Corticospinal Tracts - The Brain's Highway
- Primary motor pathway for voluntary movement, originating from the cerebral cortex.
- UMN vs. LMN: Connects upper motor neurons (UMN) in the brain to lower motor neurons (LMN) in the spinal cord.

⭐ Clinical Pearl: Lesions above the pyramidal decussation (e.g., stroke) cause contralateral motor deficits. Lesions below the decussation (e.g., Brown-Séquard syndrome) cause ipsilateral paralysis.
Spinal Cord Map - Body's Wiring Diagram

- Cervical: Controls diaphragm, arms, hands.
- C3-C5: Phrenic nerve (diaphragm).
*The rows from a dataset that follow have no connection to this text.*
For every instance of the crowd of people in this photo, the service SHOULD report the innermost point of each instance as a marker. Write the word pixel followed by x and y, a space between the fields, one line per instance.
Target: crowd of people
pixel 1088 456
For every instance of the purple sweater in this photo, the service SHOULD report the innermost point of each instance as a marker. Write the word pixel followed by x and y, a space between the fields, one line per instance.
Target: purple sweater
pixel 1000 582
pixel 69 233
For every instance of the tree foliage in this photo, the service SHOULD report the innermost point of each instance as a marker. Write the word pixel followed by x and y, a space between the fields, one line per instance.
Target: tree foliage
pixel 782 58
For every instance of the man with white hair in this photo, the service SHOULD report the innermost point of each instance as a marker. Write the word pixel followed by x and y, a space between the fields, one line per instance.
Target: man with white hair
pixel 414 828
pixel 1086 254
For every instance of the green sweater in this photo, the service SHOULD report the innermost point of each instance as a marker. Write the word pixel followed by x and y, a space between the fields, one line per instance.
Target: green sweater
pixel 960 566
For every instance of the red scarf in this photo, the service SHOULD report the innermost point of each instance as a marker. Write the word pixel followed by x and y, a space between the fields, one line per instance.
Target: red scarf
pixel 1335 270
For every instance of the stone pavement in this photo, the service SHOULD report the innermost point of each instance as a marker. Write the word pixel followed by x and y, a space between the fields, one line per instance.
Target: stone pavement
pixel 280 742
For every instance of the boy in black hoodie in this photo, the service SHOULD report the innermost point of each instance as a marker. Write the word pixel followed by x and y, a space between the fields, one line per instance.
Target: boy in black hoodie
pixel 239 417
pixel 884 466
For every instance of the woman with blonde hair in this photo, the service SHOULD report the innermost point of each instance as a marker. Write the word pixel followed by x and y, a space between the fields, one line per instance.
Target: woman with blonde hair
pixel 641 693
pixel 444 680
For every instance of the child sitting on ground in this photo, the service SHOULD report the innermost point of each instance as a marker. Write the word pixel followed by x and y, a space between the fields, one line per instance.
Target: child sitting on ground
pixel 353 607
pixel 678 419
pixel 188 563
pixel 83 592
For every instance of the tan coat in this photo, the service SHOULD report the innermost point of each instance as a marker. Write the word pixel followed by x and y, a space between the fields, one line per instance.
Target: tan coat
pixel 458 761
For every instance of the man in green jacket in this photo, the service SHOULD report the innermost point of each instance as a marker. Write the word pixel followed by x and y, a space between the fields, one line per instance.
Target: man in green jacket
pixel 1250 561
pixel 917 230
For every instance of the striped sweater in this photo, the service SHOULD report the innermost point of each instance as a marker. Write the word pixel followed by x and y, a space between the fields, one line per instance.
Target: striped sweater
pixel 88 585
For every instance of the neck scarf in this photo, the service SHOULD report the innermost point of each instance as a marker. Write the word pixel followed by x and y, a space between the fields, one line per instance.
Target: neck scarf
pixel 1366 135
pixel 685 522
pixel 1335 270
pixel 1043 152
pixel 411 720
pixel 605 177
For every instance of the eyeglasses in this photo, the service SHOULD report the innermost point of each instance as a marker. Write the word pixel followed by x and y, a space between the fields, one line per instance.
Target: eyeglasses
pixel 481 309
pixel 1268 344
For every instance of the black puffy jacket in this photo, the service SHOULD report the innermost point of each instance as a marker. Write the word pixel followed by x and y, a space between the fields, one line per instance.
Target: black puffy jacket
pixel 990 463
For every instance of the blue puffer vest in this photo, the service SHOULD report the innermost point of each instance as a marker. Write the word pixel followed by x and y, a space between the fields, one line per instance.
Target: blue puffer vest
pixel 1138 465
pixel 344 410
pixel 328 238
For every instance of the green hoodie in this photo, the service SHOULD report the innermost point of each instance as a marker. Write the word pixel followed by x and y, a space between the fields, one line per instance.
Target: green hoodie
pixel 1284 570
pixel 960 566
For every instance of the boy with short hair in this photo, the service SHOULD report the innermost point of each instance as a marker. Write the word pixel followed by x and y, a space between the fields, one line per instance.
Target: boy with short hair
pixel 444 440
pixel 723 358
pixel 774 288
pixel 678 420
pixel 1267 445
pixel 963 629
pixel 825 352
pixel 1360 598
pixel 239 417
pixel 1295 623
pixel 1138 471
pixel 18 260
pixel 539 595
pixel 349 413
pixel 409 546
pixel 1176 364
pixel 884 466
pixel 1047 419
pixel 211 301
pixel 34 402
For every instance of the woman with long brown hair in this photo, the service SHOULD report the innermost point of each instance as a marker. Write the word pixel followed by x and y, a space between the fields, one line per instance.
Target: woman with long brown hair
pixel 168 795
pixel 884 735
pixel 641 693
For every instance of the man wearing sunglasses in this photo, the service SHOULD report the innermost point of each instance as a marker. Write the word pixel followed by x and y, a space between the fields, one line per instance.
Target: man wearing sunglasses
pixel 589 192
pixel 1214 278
Injury above C3 necessitates ventilation.
- C5: Biceps (flexion); C7: Triceps (extension).
- Thoracic: Trunk muscles, intercostals.
- T4: Nipple line sensory level.
- T10: Umbilicus sensory level.
- Lumbar: Leg muscles.
- L4: Patellar reflex ("kick the door").
- Sacral: Bowel, bladder, sexual function.
- 📌 S2, 3, 4: Keep the "3 P's" (penis, pee, poop) off the floor.
⭐ Sacral sparing-perianal sensation preservation-is a key prognostic indicator in acute spinal cord injury, signifying an incomplete lesion with potential for recovery.
Spinal Cord Syndromes - When the Signal Drops

-
Anterior Cord Syndrome
- Mechanism: Occlusion of anterior spinal artery.
- Presentation: Complete motor paralysis and loss of pain/temperature sensation below the lesion.
- Spared: Dorsal column function (proprioception, vibration).
-
Central Cord Syndrome
- Mechanism: Hyperextension injury in cervical spine, common in elderly.
- Presentation: Motor impairment, arms more affected than legs. Sensory loss variable.
-
Brown-Séquard Syndrome
- Mechanism: Hemisection of the cord (e.g., penetrating trauma).
- Presentation (at and below lesion level):
- Ipsilateral: UMN paralysis, loss of proprioception/vibration.
- Contralateral: Loss of pain/temperature (spinothalamic tract decussates).
- 📌 Mnemonic: "The same side feels the vibe but can't move; the other side feels the pain but can move."
⭐ Exam Favorite: Central Cord Syndrome classically presents as a "man in a barrel" deficit (bilateral arm weakness) after a fall in an elderly patient with pre-existing cervical spondylosis.
Injury Levels & Effects - Functional Fallout
- C1-C4: Quadriplegia, ventilator-dependent (phrenic n. C3-5).
- 📌 "C3, 4, 5 keep the diaphragm alive."
- C5: Quadriplegia, elbow flexion intact. No wrist/hand control.
- C6: Wrist extension preserved, enabling tenodesis grasp for self-feeding.
- C7: Elbow extension (triceps) allows independent transfers. 📌 "C7 to heaven."
- T1-T12: Paraplegia, trunk control varies. Full arm function.
- L-Spine: Paraplegia, variable leg function.
- S2-S4: Bowel, bladder, sexual dysfunction.
- 📌 "S2, 3, 4 keep the penis off the floor."
⭐ Sacral Sparing: Perianal sensation or voluntary anal/toe flexion indicates an incomplete lesion, the key prognostic factor for motor recovery.
High‑Yield Points - ⚡ Biggest Takeaways
- Lesions above C3-C5 risk respiratory arrest from phrenic nerve disruption.
- Injury produces LMN signs (flaccid paralysis) at the lesion level and UMN signs (spasticity) below.
- Brown-Séquard syndrome: Ipsilateral motor/proprioception loss; contralateral pain/temperature loss.
- Anterior cord syndrome spares dorsal columns, preserving proprioception and vibration.
- Central cord syndrome features greater weakness in the upper limbs than lower limbs.
- Autonomic dysreflexia (injury at T6 or above) causes severe, episodic hypertension.
- Sacral sparing indicates an incomplete lesion and better prognosis.